Approaches for enhancing oral bioavailability of peptides and proteins.

机构信息

Division of Pharmaceutical Sciences, South College School of Pharmacy, 400 Goody's Lane, Knoxville, TN 37931, USA.

出版信息

Int J Pharm. 2013 Apr 15;447(1-2):75-93. doi: 10.1016/j.ijpharm.2013.02.030. Epub 2013 Feb 18.

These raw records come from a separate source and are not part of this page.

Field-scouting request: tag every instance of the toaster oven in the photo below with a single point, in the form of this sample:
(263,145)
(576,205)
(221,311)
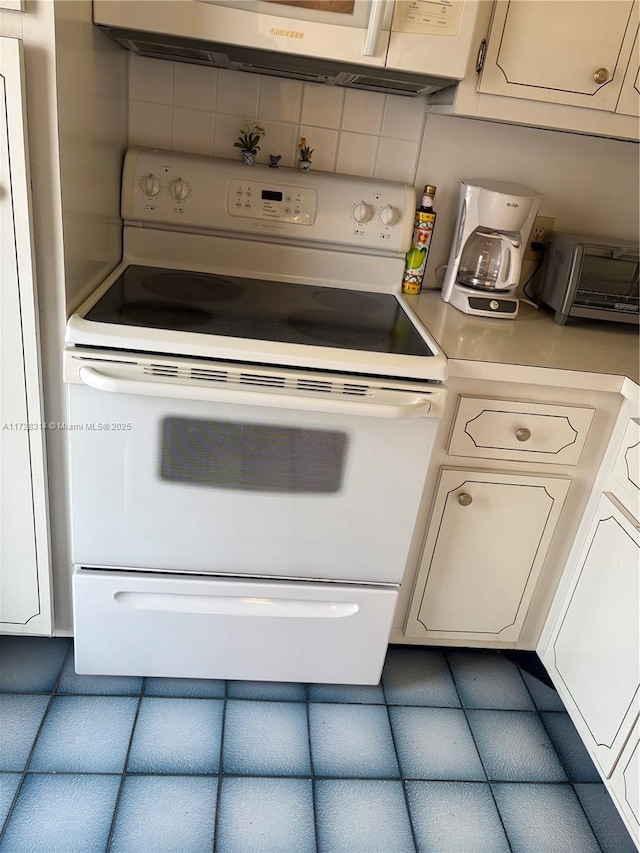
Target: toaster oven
(590,277)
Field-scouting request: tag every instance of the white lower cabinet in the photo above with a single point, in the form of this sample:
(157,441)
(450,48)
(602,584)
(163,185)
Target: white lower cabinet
(593,651)
(625,782)
(591,648)
(486,544)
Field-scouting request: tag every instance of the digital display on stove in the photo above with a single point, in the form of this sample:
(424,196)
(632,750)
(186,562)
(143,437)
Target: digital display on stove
(179,300)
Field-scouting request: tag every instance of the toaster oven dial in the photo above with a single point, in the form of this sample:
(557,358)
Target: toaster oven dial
(362,212)
(150,186)
(389,215)
(179,189)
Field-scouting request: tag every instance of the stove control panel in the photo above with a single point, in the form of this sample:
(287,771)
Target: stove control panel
(194,193)
(272,201)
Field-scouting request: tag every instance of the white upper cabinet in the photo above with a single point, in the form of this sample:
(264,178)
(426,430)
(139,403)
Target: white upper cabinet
(630,92)
(565,52)
(565,65)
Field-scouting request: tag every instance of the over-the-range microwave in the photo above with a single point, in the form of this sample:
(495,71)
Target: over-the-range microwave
(409,47)
(591,277)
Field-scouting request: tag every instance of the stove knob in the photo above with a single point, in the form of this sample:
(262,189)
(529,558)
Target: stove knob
(389,215)
(362,212)
(179,189)
(150,186)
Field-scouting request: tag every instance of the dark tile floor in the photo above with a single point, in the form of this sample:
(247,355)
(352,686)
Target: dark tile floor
(455,751)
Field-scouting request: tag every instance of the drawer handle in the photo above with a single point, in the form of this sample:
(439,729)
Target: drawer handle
(601,75)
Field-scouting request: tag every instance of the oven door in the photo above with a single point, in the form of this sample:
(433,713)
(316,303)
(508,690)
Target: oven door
(246,479)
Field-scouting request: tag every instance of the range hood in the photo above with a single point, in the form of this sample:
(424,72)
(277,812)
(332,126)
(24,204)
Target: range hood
(293,66)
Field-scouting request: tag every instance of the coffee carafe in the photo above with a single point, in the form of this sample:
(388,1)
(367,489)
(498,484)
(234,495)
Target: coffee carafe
(494,222)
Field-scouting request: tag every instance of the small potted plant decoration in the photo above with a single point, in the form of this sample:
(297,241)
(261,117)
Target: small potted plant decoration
(305,155)
(248,141)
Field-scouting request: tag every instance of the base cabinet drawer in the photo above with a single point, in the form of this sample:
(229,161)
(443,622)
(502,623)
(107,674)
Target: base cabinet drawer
(130,623)
(486,543)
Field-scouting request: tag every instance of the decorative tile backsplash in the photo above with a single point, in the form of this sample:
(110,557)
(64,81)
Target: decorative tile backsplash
(201,110)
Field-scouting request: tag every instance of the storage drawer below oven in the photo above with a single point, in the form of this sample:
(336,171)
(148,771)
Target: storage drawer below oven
(130,623)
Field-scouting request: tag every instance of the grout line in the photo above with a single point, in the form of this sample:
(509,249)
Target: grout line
(124,767)
(225,698)
(484,769)
(403,780)
(311,768)
(23,774)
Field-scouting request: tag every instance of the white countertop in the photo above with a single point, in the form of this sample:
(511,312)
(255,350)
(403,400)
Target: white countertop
(602,355)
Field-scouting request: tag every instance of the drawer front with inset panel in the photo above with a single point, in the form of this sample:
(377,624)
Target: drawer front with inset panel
(520,431)
(626,470)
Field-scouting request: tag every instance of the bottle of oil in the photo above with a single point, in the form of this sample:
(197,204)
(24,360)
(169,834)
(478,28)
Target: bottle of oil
(417,255)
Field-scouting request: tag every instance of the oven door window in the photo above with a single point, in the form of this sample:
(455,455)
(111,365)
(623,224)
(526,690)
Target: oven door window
(178,485)
(252,457)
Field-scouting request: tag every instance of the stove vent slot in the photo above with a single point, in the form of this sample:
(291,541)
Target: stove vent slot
(262,379)
(161,370)
(357,390)
(208,375)
(314,385)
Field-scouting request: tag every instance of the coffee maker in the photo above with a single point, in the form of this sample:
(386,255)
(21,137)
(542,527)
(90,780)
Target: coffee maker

DOI:10.1016/j.ijpharm.2013.02.030
PMID:23428883
原文链接:https://pmc.ncbi.nlm.nih.gov/articles/PMC3680128/
Abstract

Oral delivery of peptide and protein drugs faces immense challenge partially due to the gastrointestinal (GI) environment. In spite of considerable efforts by industrial and academic laboratories, no major breakthrough in the effective oral delivery of polypeptides and proteins has been accomplished. Upon oral administration, gastrointestinal epithelium acts as a physical and biochemical barrier for absorption of proteins resulting in low bioavailability (typically less than 1-2%). An ideal oral drug delivery system should be capable of (a) maintaining the integrity of protein molecules until it reaches the site of absorption, (b) releasing the drug at the target absorption site, where the delivery system appends to that site by virtue of specific interaction, and (c) retaining inside the gastrointestinal tract irrespective of its transitory constraints. Various technologies have been explored to overcome the problems associated with the oral delivery of macromolecules such as insulin, gonadotropin-releasing hormones, calcitonin, human growth factor, vaccines, enkephalins, and interferons, all of which met with limited success. This review article intends to summarize the physiological barriers to oral delivery of peptides and proteins and novel pharmaceutical approaches to circumvent these barriers and enhance oral bioavailability of these macromolecules.

摘要

口服肽类和蛋白质药物面临巨大挑战,部分原因是胃肠道(GI)环境。尽管工业和学术实验室做出了相当大的努力,但在多肽和蛋白质的有效口服递送方面尚未取得重大突破。口服给药后,胃肠道上皮作为蛋白质吸收的物理和生化屏障,导致生物利用度低(通常低于 1-2%)。理想的口服药物递送系统应该能够 (a) 在到达吸收部位之前保持蛋白质分子的完整性,(b) 在靶吸收部位释放药物,其中递送系统通过特定相互作用附加到该部位,以及 (c) 保留在胃肠道内,无论其暂时限制如何。已经探索了各种技术来克服与胰岛素、促性腺激素释放激素、降钙素、人生长因子、疫苗、脑啡肽和干扰素等大分子的口服递送相关的问题,但都取得了有限的成功。本文旨在总结肽类和蛋白质口服递送的生理障碍以及克服这些障碍和提高这些大分子口服生物利用度的新的药物制剂方法。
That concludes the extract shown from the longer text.